Page 138 of His Tesoro

“Sorry for being concerned for you,” she said, rolling her eyes.

“Naughty girl.”

She made a little disgruntled sound but curled into my chest.

I ran my hand up and down her back. “My memories from after I was shot are hazy, but”—Anxiety choked me, but I forced myself to continue speaking—“I keep hearing these words repeat in my mind, like through a fog. Your words. But I’m not sure if they’re real or not.”

She stilled in my arms.

“You said something… something about a baby.”

Sofiya kept her head against my chest, and I was sure she could hear my frantic heartbeats. She unbuttoned the top few buttons of my shirt and traced her fingers along the words emblazoned on my chest. “I would have done something cute to tell you, but I was a little busy saving your life.”

My heart stuttered.

“You’re pregnant, tesoro?” I tried to pull back to look her in the eyes, but she pressed her face into my neck and refused to move.

“It’s super early, so I could still lose it.”

Panic gripped me. “Is something wrong with the baby?” What if everything she’d gone through had hurt the baby? It would be my fault. I’d never thought about what it meant to be a father. Children had always been just an abstract concept of “heirs,” but now it was real—a combination of Sofiya and me. And I wanted it, longed for it.

She shifted and I loosened my arms enough for her to pull something out of her pocket. “It’s a little crumpled, but there it is.”

She handed me a small printout of an ultrasound. I had no idea what I was looking at until she pointed at a tiny white oval. “That’s the embryo. The doctor said I’ll need another ultrasound in a few weeks. We might be able to hear the baby’s heartbeat then.”

I ran my fingers down the picture. We’d created that. It was part of us.

“It’s a cute blob, right?” she asked.

“The very cutest.”

We lay back on the bed, holding the ultrasound, staring at it in contented silence. I brushed my hand across her stomach, willing our little blob to grow strong.

Sofiya started fidgeting with the collar of my shirt.

“What is it?” I asked.

“Shouldn’t I feel something right now about Rustik? Like sad or guilty about killing my own father? But I don’t, and that makes me feel like something is wrong with me.”

I hated the uncertainty in her voice. I cupped the back of her head. “No, tesoro. You don’t have to feel anything about it. When I killed my uncle, all I felt was relief. I admired him when I was younger, even saw him as a second father figure. But in the end, he was nothing to me, and neither was your father.” I stroked her hair and kissed her temple. “I know all I feel is pride.

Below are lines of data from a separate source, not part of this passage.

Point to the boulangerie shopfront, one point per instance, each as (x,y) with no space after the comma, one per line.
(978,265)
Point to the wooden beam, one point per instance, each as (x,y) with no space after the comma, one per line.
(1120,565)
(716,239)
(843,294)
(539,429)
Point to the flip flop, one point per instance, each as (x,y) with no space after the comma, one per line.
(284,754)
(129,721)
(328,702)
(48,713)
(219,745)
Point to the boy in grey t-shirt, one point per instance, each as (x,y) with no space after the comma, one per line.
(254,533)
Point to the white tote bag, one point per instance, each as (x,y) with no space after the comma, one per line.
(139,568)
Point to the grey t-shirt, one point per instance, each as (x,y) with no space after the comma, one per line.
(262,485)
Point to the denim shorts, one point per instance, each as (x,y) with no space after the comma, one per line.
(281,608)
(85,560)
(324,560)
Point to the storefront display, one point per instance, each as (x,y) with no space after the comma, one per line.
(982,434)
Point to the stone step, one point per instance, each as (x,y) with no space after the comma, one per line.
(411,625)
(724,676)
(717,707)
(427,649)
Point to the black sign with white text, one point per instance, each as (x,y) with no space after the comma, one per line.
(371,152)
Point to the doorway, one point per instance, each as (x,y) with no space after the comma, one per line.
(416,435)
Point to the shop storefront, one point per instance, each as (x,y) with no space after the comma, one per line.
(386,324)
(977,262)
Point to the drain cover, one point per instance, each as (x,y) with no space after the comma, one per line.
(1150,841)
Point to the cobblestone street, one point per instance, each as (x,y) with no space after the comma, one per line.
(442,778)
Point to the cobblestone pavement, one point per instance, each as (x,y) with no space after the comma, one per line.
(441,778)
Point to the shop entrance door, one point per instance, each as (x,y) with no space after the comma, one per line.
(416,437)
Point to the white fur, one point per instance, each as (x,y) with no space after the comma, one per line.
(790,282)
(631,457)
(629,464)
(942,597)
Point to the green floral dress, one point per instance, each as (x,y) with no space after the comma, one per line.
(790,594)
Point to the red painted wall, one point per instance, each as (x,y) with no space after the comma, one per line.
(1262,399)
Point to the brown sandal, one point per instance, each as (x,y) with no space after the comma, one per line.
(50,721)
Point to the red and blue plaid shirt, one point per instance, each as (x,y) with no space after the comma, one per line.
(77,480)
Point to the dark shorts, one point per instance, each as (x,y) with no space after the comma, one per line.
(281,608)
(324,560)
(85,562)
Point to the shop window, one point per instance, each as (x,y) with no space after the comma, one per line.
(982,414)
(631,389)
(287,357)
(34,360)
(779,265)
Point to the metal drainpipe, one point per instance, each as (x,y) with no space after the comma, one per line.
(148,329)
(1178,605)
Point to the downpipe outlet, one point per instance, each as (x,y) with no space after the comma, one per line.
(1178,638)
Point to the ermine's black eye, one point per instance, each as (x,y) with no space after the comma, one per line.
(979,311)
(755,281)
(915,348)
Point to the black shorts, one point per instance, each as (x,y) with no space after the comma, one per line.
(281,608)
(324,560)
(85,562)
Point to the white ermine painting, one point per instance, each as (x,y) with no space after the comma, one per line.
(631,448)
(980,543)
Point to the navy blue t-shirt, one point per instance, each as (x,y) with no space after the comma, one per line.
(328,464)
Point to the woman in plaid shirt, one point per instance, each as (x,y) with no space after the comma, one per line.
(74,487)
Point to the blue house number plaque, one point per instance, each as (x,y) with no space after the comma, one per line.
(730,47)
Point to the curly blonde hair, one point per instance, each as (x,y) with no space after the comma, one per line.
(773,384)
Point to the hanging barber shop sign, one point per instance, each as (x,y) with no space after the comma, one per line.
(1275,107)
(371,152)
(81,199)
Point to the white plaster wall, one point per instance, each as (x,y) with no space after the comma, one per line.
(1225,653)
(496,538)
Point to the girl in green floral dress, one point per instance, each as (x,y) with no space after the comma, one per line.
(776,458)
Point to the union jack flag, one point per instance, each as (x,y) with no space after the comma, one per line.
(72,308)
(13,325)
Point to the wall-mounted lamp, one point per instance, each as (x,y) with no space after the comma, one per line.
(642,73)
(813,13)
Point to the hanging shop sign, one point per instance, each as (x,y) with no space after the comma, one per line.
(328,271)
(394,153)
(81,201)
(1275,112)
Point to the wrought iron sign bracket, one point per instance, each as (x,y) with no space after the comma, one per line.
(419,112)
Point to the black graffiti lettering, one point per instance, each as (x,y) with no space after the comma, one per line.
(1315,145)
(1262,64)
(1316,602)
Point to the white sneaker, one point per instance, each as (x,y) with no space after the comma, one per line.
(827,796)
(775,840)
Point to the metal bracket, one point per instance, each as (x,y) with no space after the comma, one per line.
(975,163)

Pride at how strong you are, how protective.”

“Thanks, miliy.”

Hearing the term of endearment on her tongue made my heart ache.

When it was time for our descent, we moved to the front of the plane. A smile twisted Sofiya’s lips when I buckled her seatbelt for her. She would just have to get used to me taking care of her.

I played with her hair as we approached the airport, pausing when I realized I still had an unanswered question. “Did you see who shot Domenico and the other men with him?” I asked. “They must have run away afterwards.” The explosion and everything that happened after had wiped it from my mind, but it didn’t sit right that I didn’t know who had saved me. “For that matter, how did you get away from Rustik?”

Sofiya snorted. “Are you serious?”

“What?”

She fixed me with an exasperated expression. “Maybe Domenico was right about your lack of brain cells.”

I furrowed my brow, and she just rolled her eyes.

“I killed three guards who came into my cell to—” She swallowed, and my hands flexed around hers. She had just told me they were dead, but the urge to return to the warehouse to kill them again overtook me.